Note that a part of the fluid flows between the disks 14A and 14B through the gap l1 and the opening 4;
An annular sealing space 19 is formed between the outer circumferential portions of the valves 4B and is covered with a hanging 18, so that there is no leakage from the opening 4 to the outside of the valve.

Therefore, since the valve can be reliably opened and closed by remote control while being detected by the magnetic sensors 2OA and 20B, the magnetically operated valve can be connected to a liquid helium tank for emergency release of liquid helium from the liquid helium tank inside the cryostor or cryostat, for example.

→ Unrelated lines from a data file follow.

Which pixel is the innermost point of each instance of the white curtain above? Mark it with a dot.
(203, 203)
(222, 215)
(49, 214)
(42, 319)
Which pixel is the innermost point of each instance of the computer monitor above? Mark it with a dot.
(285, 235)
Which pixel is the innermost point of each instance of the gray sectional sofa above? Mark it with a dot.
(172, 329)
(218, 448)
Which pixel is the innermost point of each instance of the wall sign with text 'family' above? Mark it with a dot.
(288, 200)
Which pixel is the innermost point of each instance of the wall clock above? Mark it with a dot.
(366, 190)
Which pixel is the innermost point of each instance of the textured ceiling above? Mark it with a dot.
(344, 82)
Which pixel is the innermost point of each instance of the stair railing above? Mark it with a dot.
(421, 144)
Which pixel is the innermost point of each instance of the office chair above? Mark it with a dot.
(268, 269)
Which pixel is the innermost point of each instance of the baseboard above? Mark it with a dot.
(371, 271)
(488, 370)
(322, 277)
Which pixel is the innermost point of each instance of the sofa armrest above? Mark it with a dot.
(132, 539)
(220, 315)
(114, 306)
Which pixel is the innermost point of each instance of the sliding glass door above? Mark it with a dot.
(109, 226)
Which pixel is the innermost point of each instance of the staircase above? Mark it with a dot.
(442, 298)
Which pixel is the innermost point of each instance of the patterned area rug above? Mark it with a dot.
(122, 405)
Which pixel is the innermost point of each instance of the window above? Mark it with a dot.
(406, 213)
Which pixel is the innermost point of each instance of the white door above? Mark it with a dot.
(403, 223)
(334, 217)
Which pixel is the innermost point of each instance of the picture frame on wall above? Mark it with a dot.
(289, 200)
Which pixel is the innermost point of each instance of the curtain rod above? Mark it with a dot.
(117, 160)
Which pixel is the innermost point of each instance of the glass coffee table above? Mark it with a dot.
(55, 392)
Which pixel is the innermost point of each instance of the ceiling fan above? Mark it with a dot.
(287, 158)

It is possible to install it in an emergency release pipe and place it in a vacuum chamber and use it without any trouble.

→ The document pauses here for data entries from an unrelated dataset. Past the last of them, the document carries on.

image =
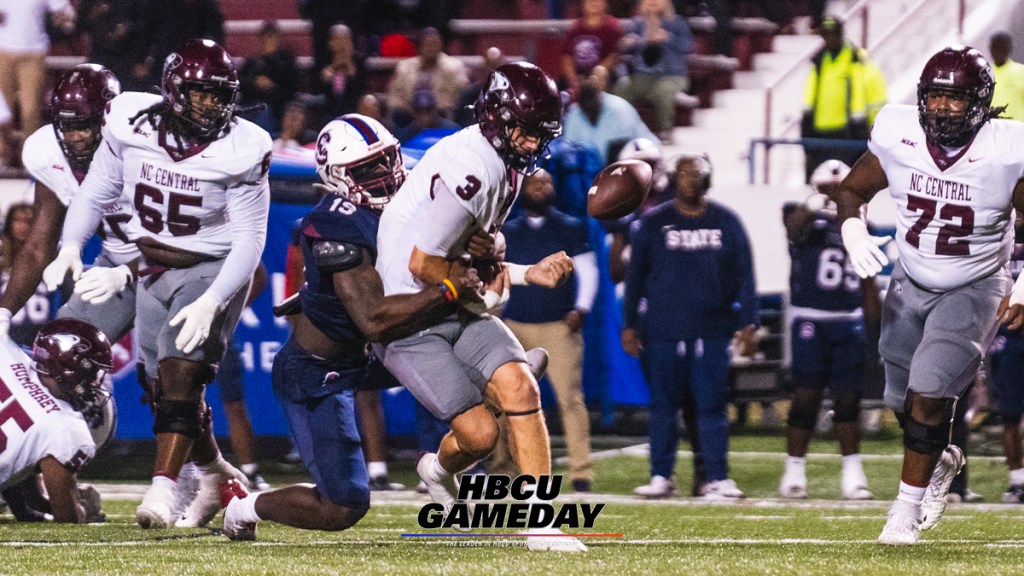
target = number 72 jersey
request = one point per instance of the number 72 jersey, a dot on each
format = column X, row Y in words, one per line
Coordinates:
column 953, row 225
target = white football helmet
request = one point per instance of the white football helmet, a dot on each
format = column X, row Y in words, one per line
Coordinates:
column 643, row 149
column 358, row 158
column 829, row 172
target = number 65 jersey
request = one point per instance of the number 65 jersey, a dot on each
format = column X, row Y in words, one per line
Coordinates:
column 34, row 424
column 953, row 223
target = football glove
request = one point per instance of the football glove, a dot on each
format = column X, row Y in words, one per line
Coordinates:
column 864, row 249
column 197, row 317
column 98, row 284
column 69, row 258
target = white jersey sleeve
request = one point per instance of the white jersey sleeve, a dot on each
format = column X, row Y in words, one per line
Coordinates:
column 464, row 166
column 35, row 424
column 953, row 225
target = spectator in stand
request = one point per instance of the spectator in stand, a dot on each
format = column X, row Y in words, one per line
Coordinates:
column 431, row 70
column 464, row 114
column 1009, row 76
column 836, row 98
column 370, row 106
column 601, row 119
column 268, row 77
column 593, row 40
column 343, row 80
column 425, row 116
column 114, row 29
column 553, row 319
column 24, row 45
column 169, row 25
column 688, row 292
column 324, row 14
column 657, row 43
column 38, row 310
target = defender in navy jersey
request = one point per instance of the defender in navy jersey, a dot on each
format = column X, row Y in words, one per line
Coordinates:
column 689, row 290
column 826, row 331
column 342, row 310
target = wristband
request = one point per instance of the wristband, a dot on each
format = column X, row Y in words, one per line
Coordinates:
column 517, row 274
column 448, row 290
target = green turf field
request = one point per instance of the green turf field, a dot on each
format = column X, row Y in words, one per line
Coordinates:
column 761, row 535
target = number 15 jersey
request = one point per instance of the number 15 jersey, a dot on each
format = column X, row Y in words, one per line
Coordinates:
column 953, row 225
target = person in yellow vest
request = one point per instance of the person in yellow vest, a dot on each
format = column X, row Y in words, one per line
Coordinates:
column 836, row 97
column 1009, row 77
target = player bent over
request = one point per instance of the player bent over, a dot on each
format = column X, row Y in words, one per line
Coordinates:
column 954, row 173
column 48, row 404
column 197, row 176
column 342, row 307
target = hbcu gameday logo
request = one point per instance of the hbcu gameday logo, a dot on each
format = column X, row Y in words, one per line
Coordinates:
column 483, row 501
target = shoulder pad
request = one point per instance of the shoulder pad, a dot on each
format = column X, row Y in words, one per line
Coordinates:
column 332, row 256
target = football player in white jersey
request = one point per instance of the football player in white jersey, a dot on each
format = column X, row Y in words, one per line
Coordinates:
column 48, row 402
column 465, row 182
column 198, row 179
column 58, row 157
column 955, row 174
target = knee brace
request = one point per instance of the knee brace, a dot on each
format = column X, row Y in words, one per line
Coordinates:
column 846, row 407
column 802, row 417
column 175, row 416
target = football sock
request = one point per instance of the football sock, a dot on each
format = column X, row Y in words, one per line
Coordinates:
column 910, row 494
column 247, row 508
column 377, row 469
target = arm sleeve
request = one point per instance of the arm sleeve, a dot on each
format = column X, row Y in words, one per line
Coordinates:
column 101, row 189
column 585, row 269
column 636, row 279
column 248, row 209
column 445, row 229
column 750, row 312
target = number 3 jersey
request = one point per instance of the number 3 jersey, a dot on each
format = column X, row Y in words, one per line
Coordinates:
column 45, row 161
column 953, row 225
column 34, row 424
column 470, row 170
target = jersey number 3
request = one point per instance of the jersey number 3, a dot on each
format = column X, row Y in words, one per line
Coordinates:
column 945, row 243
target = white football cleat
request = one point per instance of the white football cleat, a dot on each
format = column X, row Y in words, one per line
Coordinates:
column 552, row 540
column 934, row 505
column 207, row 501
column 903, row 527
column 231, row 492
column 658, row 487
column 157, row 507
column 722, row 490
column 793, row 486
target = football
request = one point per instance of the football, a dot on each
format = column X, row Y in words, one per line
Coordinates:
column 620, row 189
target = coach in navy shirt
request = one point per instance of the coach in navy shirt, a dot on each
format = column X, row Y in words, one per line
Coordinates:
column 553, row 318
column 689, row 290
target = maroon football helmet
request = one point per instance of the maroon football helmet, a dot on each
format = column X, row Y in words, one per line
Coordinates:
column 77, row 105
column 202, row 66
column 77, row 357
column 964, row 72
column 519, row 95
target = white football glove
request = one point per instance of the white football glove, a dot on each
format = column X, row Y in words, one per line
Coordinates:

l1 [Effects of the Invention] As described above, the present invention utilizes the attractive force acting on the permanent magnet from one disk side and the repulsive force acting from the other disk side by simply changing the magnetism generated on the disk side of the solenoid coil. Since the plunger can be easily moved by moving the plunger, the valve can be reliably opened and closed by remote control.

In addition, there is no spring force that separates the permanent magnet from the adsorption disk, and there is no unbalance of force in the direction of movement of the plunger, so after the valve is opened or closed, the opening/closing position of the valve is determined by the disk adsorption by the permanent magnet. It can be held securely and will not malfunction due to strong acceleration or impact. Moreover, since instantaneous energization of the solenoid coil is sufficient, heat generation of the solenoid coil can be prevented, and heat loss of liquid helium in, for example, a taliostat can be reduced. Furthermore, if a superconducting magnetic wire material is applied to a solenoid coil, including the use of high-temperature superconductivity, a magnetically operated valve that does not generate heat can be realized in principle.

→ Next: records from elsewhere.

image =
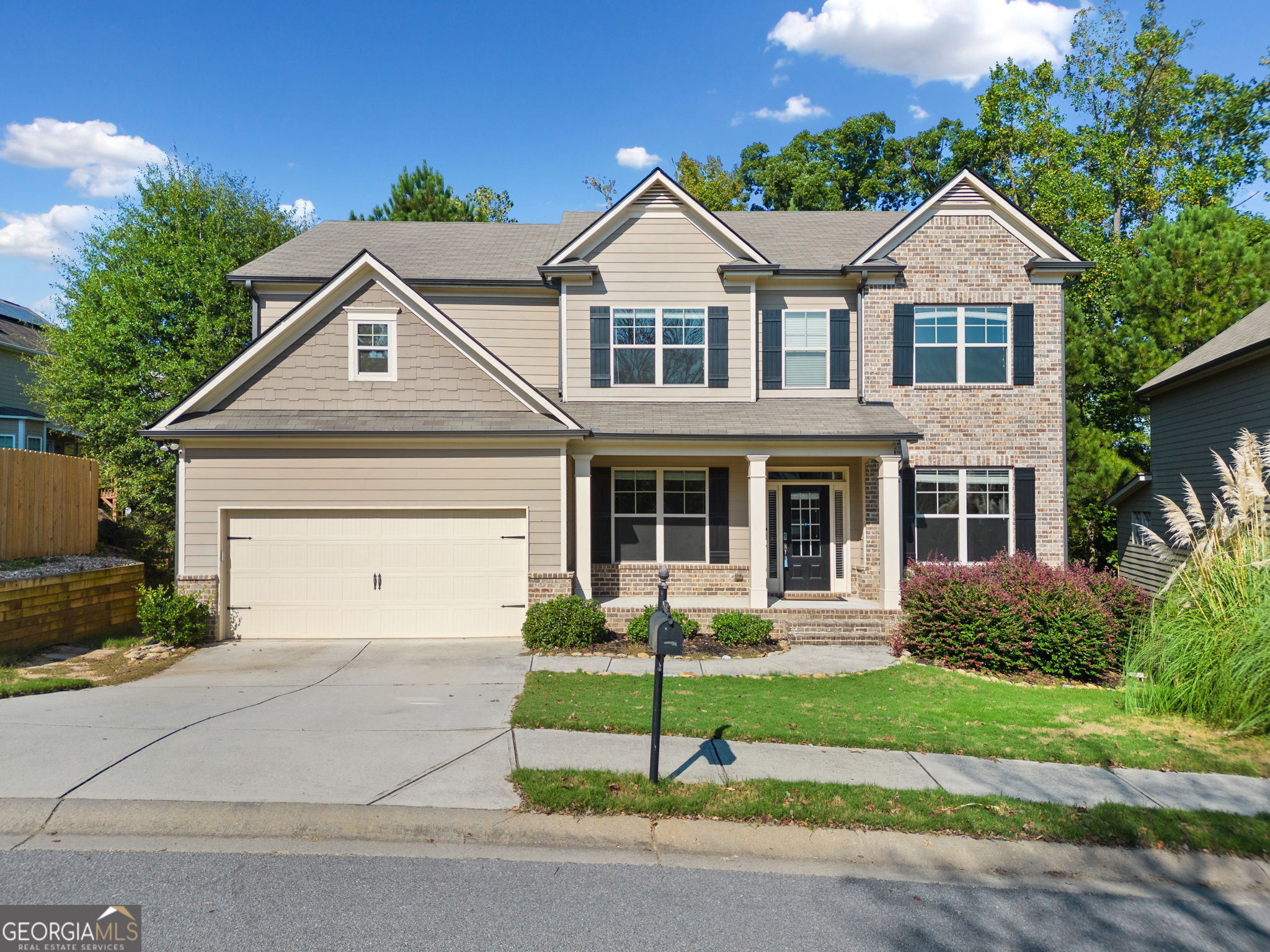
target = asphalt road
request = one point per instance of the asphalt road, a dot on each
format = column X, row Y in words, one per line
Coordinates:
column 218, row 902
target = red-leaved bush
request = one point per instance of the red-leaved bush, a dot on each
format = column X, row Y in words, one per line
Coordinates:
column 1015, row 615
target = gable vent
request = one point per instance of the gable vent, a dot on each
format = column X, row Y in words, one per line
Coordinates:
column 657, row 197
column 963, row 193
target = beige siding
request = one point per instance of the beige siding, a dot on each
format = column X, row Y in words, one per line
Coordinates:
column 366, row 478
column 738, row 499
column 313, row 372
column 803, row 300
column 522, row 332
column 658, row 262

[Brief explanation of drawings]

Fig. 1 is a longitudinal sectional front view showing one embodiment of the present invention, Fig. 2 is a schematic diagram showing an excitation circuit of a solenoid coil, Fig. 3 is an explanatory diagram of the operation, and Figs. 4, 5, and 6 are FIG. 2 is a longitudinal sectional front view showing a conventional example. ■...Casing, 2, 3...Fluid port, 4...Opening, 5...Valve seat, 7...
...Plunger, 8...Sliding sliding bearing,
9... Valve body portion, 10, 12... Fluid passage, 11... Gap, 13... Permanent magnet, 14A, 14B...・Disk, 15A, 1
5B... Solenoid coil, 16...
Selector switch, 17...Power supply, 18...
・Housing, 19... Seal space, 2OA,
20B...Magnetic sensor. Figure Figure

Claims (1)

[Claims] (1) A plunger is fitted inside a non-magnetic casing, a permanent magnet is fixed to the outside of the plunger, and the plunger is opposed to the outside of the casing at an interval in the moving direction of the plunger with the permanent magnet sandwiched therebetween. A pair of iron-based disks are provided on opposing sides, and a pair of solenoid coils that can switch and generate the same polarity are provided on the opposing sides, and when the solenoid coils are energized, an attractive force acts on the permanent magnet from one disk side and the other. The plunger is configured to be movable to one or the other disk side using a repulsive force acting from the disk side, and a fluid passage communicating with one fluid port is formed inside the plunger, and the plunger is A magnetically operated valve characterized in that a communication path between the other fluid port and the fluid passage can be shut off at one stroke end of the plunger.